CaO$_2$: Rectifying Inconsistencies in Diffusion-Based Dataset Distillation
This work addresses inefficiencies in creating compact surrogate datasets for machine learning, offering an incremental improvement over existing diffusion-based methods.
The paper tackled inconsistencies in diffusion-based dataset distillation, specifically objective and condition mismatches, by introducing CaO$_2$, a two-stage framework that achieved state-of-the-art performance with an average 2.3% accuracy improvement on ImageNet and its subsets.
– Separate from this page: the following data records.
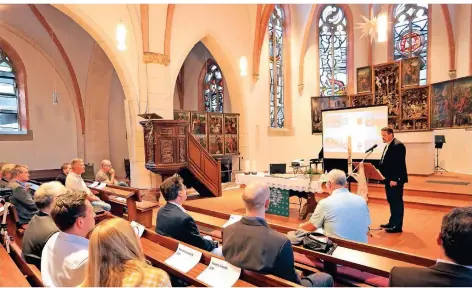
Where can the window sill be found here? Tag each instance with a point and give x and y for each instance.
(16, 135)
(280, 131)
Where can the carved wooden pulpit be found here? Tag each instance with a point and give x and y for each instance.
(165, 143)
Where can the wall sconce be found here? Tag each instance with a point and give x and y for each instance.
(382, 27)
(121, 36)
(243, 65)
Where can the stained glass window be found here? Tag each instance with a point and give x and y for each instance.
(8, 95)
(213, 88)
(333, 51)
(410, 34)
(276, 73)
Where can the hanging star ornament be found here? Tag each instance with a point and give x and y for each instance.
(368, 27)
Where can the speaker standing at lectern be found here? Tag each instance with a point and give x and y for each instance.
(393, 168)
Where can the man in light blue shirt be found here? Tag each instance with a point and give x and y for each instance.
(343, 214)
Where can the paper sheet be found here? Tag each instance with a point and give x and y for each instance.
(94, 184)
(232, 219)
(184, 259)
(220, 274)
(102, 185)
(138, 228)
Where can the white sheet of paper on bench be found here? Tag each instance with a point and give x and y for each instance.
(121, 199)
(232, 219)
(102, 185)
(184, 259)
(94, 184)
(138, 228)
(220, 273)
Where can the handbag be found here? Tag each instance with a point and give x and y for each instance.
(318, 242)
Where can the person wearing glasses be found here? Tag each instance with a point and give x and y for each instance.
(107, 174)
(173, 221)
(21, 197)
(65, 256)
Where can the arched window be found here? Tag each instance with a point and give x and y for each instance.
(276, 63)
(410, 34)
(8, 95)
(333, 50)
(213, 88)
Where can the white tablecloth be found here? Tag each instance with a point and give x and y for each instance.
(301, 183)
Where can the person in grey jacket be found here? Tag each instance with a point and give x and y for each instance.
(250, 243)
(21, 197)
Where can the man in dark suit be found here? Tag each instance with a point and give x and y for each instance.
(21, 196)
(63, 176)
(250, 243)
(393, 168)
(42, 226)
(454, 267)
(173, 221)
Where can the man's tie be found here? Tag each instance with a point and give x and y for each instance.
(383, 154)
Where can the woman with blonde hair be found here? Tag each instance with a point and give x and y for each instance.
(116, 258)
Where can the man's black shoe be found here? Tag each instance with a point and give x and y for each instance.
(393, 230)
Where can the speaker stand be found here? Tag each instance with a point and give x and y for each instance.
(437, 168)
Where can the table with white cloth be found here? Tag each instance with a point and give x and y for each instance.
(284, 186)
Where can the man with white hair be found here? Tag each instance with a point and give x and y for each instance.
(250, 243)
(41, 226)
(343, 214)
(107, 174)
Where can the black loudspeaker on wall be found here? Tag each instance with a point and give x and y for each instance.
(439, 141)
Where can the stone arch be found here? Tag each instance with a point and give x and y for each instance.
(315, 14)
(450, 36)
(20, 76)
(67, 81)
(232, 79)
(130, 91)
(201, 77)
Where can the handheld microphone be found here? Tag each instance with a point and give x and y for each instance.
(371, 148)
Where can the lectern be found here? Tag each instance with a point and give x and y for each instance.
(165, 143)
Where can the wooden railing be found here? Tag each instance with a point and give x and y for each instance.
(203, 166)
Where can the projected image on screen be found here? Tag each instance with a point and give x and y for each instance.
(362, 124)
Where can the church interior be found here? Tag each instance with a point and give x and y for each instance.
(224, 96)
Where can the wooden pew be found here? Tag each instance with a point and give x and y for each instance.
(10, 274)
(360, 261)
(372, 249)
(139, 210)
(30, 271)
(158, 248)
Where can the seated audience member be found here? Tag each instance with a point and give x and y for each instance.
(65, 170)
(117, 259)
(65, 255)
(74, 182)
(454, 267)
(250, 243)
(173, 220)
(343, 214)
(21, 196)
(6, 175)
(107, 174)
(41, 227)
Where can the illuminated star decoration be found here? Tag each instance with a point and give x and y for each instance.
(368, 27)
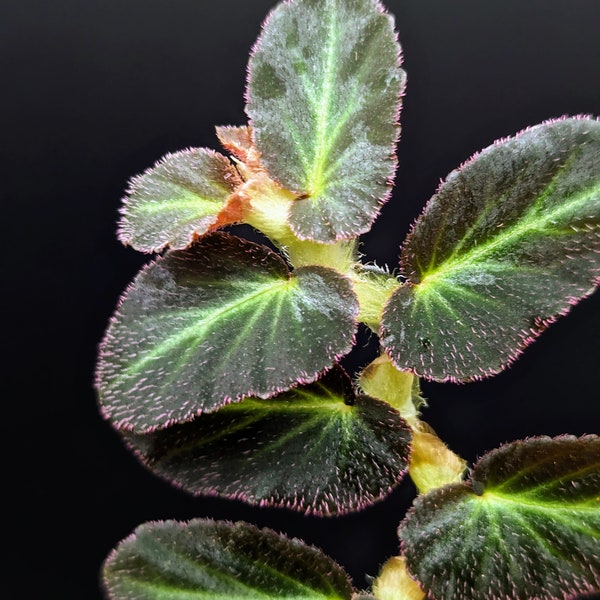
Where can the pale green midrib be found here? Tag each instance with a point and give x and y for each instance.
(263, 408)
(571, 475)
(531, 221)
(195, 330)
(315, 177)
(207, 205)
(219, 574)
(291, 434)
(591, 505)
(349, 111)
(489, 205)
(287, 406)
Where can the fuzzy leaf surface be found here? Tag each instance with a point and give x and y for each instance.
(324, 92)
(509, 242)
(215, 323)
(182, 196)
(217, 560)
(526, 525)
(317, 448)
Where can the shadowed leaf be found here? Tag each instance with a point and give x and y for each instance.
(183, 196)
(217, 560)
(324, 92)
(317, 448)
(510, 241)
(526, 525)
(213, 324)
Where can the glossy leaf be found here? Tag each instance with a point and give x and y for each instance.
(527, 525)
(216, 560)
(224, 320)
(323, 95)
(510, 241)
(184, 195)
(317, 448)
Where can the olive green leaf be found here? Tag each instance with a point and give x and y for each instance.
(324, 91)
(510, 241)
(526, 525)
(317, 448)
(218, 322)
(216, 560)
(184, 195)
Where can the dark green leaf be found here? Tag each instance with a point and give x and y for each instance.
(317, 448)
(213, 324)
(184, 195)
(510, 241)
(324, 94)
(215, 560)
(527, 525)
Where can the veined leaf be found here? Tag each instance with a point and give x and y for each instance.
(183, 196)
(510, 241)
(217, 560)
(527, 525)
(324, 92)
(221, 321)
(316, 448)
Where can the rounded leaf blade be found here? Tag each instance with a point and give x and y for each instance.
(218, 560)
(220, 321)
(184, 195)
(526, 525)
(316, 448)
(323, 93)
(510, 241)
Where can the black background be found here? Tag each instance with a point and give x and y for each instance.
(95, 91)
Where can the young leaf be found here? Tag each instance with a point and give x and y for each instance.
(183, 196)
(317, 448)
(221, 321)
(510, 241)
(527, 525)
(323, 95)
(217, 560)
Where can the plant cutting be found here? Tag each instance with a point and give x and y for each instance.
(221, 365)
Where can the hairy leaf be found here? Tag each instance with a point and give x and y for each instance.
(221, 321)
(527, 525)
(204, 559)
(317, 448)
(183, 196)
(324, 92)
(510, 241)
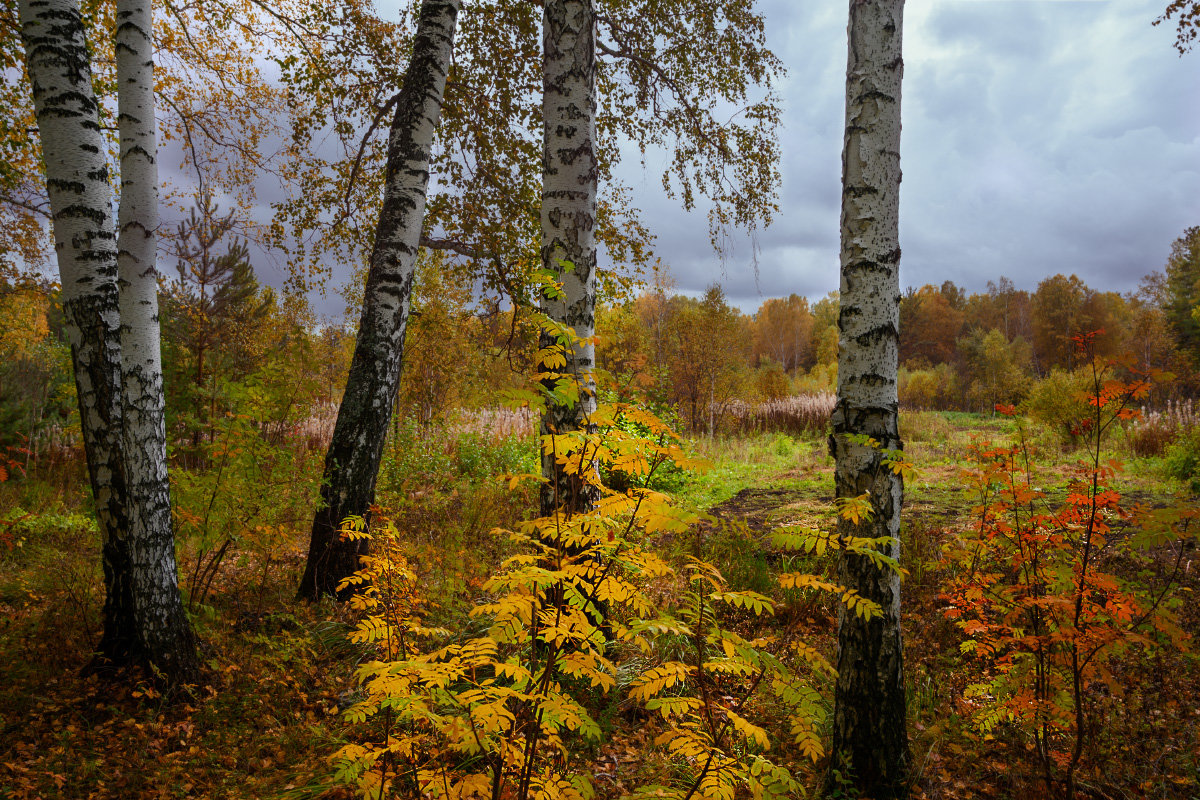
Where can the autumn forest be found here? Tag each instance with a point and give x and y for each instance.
(541, 515)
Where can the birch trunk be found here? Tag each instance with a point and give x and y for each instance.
(352, 463)
(144, 624)
(157, 609)
(869, 737)
(568, 221)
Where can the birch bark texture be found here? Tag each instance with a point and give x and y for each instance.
(570, 180)
(352, 463)
(869, 733)
(157, 607)
(144, 624)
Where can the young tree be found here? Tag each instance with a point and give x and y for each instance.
(352, 462)
(783, 331)
(869, 732)
(1181, 293)
(120, 402)
(211, 311)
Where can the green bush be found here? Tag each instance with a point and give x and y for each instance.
(1182, 461)
(931, 390)
(1060, 402)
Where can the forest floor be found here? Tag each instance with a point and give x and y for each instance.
(279, 674)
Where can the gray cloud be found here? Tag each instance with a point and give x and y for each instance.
(1039, 138)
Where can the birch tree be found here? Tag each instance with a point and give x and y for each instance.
(117, 364)
(352, 463)
(869, 734)
(569, 191)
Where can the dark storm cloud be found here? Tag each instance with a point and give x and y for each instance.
(1039, 137)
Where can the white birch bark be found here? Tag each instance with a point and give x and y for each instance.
(352, 463)
(77, 182)
(157, 607)
(139, 570)
(569, 215)
(870, 739)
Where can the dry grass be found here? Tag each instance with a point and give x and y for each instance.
(796, 415)
(1155, 431)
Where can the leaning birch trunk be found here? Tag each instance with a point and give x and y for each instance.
(81, 211)
(157, 608)
(144, 624)
(352, 463)
(869, 734)
(568, 222)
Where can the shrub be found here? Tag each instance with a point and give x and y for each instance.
(1042, 614)
(933, 390)
(1182, 459)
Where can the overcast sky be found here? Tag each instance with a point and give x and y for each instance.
(1039, 137)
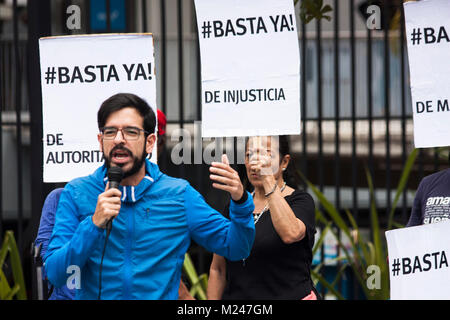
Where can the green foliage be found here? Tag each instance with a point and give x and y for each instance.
(313, 9)
(361, 253)
(199, 284)
(18, 288)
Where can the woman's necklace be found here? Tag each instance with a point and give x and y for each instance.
(257, 216)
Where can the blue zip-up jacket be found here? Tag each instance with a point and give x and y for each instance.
(149, 237)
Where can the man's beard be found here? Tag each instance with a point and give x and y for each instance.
(138, 162)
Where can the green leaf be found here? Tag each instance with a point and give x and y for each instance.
(327, 285)
(10, 246)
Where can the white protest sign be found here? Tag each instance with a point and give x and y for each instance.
(419, 260)
(428, 37)
(250, 67)
(78, 73)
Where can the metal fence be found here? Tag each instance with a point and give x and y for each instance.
(355, 104)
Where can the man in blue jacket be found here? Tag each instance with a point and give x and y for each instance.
(155, 216)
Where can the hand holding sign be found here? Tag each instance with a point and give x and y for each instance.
(226, 178)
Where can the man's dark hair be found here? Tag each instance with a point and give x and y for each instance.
(123, 100)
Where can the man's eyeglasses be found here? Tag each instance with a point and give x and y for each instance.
(129, 133)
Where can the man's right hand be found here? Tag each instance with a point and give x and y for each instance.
(108, 207)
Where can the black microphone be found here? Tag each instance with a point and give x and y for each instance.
(115, 175)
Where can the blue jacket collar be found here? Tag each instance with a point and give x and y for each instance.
(132, 194)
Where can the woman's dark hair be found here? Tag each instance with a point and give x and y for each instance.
(127, 100)
(290, 175)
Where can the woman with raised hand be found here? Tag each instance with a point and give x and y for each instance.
(278, 266)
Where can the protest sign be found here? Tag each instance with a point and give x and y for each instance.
(419, 262)
(428, 37)
(250, 67)
(77, 74)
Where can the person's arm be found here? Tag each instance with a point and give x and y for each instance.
(217, 278)
(183, 292)
(290, 228)
(231, 238)
(47, 221)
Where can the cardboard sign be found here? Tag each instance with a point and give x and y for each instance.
(428, 36)
(250, 66)
(78, 73)
(419, 260)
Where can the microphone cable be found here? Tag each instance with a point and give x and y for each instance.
(108, 232)
(115, 175)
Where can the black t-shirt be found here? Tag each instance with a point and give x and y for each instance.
(275, 270)
(432, 200)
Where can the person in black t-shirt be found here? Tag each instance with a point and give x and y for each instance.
(432, 200)
(279, 264)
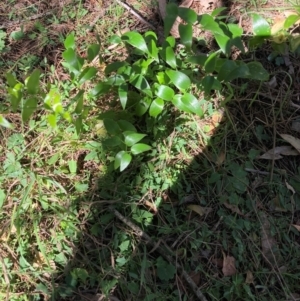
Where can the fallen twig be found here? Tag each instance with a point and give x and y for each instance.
(136, 14)
(162, 252)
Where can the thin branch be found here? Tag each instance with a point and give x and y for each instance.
(136, 14)
(162, 252)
The recent introduction of diffusion models in dataset distillation has shown promising potential in creating compact surrogate datasets for large, high-resolution target datasets, offering improved efficiency and performance over traditional bi-level/uni-level optimization methods. However, current diffusion-based dataset distillation approaches overlook the evaluation process and exhibit two critical inconsistencies in the distillation process: (1) Objective Inconsistency, where the distillation process diverges from the evaluation objective, and (2) Condition Inconsistency, leading to mismatches between generated images and their corresponding conditions. To resolve these issues, we introduce Condition-aware Optimization with Objective-guided Sampling (CaO$_2$), a two-stage diffusion-based framework that aligns the distillation process with the evaluation objective. The first stage employs a probability-informed sample selection pipeline, while the second stage refines the corresponding latent representations to improve conditional likelihood. CaO$_2$ achieves state-of-the-art performance on ImageNet and its subsets, surpassing the best-performing baselines by an average of 2.3% accuracy.